BOALEMO – Wakil Bupati Boalemo, Lahmuddin Hambali, membuka kegiatan Coaching Clinic Penyusunan Aset Desa Berbasis Aplikasi Sistem Pengelolaan Aset Desa (SIPADES) Versi 3.0 bagi pemerintah desa se-Kabupaten Boalemo. Kegiatan tersebut berlangsung di Cabana Resto, Kecamatan Botumoito, Rabu (17/6/2026).
Kegiatan ini digelar sebagai upaya meningkatkan kapasitas aparatur desa dalam pengelolaan aset desa yang tertib administrasi, transparan, akuntabel, dan sesuai dengan ketentuan peraturan perundang-undangan yang berlaku.
Dalam sambutannya yang dibacakan pada pembukaan kegiatan, Wakil Bupati menegaskan bahwa lahirnya Undang-Undang Nomor 6 Tahun 2014 tentang Desa telah membawa harapan baru bagi proses transformasi pembangunan desa. Undang-undang tersebut mendorong prakarsa, partisipasi masyarakat, serta pengembangan potensi dan aset desa untuk meningkatkan kesejahteraan masyarakat.
“Pengelolaan aset desa bertujuan untuk mengamankan kekayaan milik desa, menciptakan tertib administrasi, memberikan kepastian hukum, mencegah penyalahgunaan aset, mengoptimalkan pemanfaatan aset untuk pelayanan publik, serta meningkatkan pendapatan asli desa,” ujarnya.
Menurutnya, posisi desa dalam sistem pemerintahan sangat strategis. Karena itu, kebijakan yang telah diterbitkan pemerintah harus diikuti dengan langkah-langkah konkret agar mampu memperkuat tata kelola pemerintahan desa yang profesional dan bertanggung jawab.
Wabup juga menjelaskan bahwa pengelolaan aset desa saat ini telah menggunakan Aplikasi SIPADES Versi 3.0 yang terintegrasi dan dapat dipantau langsung oleh Kementerian Dalam Negeri Republik Indonesia. Sistem tersebut menjadi instrumen penting dalam mendukung administrasi dan inventarisasi barang milik desa secara cepat, tepat, dan akurat.

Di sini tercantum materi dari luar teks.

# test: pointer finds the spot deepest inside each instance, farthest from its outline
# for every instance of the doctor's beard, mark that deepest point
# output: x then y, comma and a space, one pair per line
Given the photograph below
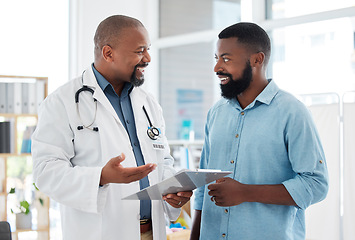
135, 80
234, 87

“Dengan SIPADES 3.0, data dan informasi terkait aset desa dapat diakses secara lebih mudah sehingga mendukung efektivitas, efisiensi, serta akuntabilitas pengelolaan aset desa,” katanya.
Ia menambahkan, berdasarkan ketentuan Permendagri Nomor 1 Tahun 2016, pengelolaan aset desa mencakup seluruh tahapan mulai dari perencanaan, pengadaan, penggunaan, pemanfaatan, pengamanan, pemeliharaan, penghapusan, pemindahtanganan, penatausahaan, pelaporan hingga pengawasan.
Oleh karena itu, seluruh peserta diharapkan dapat mengikuti kegiatan dengan sungguh-sungguh agar ilmu yang diperoleh dapat diterapkan secara optimal di desa masing-masing.
“Implementasi SIPADES 3.0 diharapkan mampu mencegah terjadinya penyimpangan sekaligus mewujudkan efektivitas, efisiensi, akuntabilitas, dan transparansi pengelolaan aset desa guna membangun tata kelola pemerintahan yang melayani, sederhana, dan bertanggung jawab,” tegasnya.
Kegiatan Coaching Clinic tersebut diikuti oleh para kepala desa, sekretaris desa, kaur umum dan tata usaha, serta aparatur yang bertanggung jawab terhadap pengelolaan aset desa di seluruh wilayah Kabupaten Boalemo.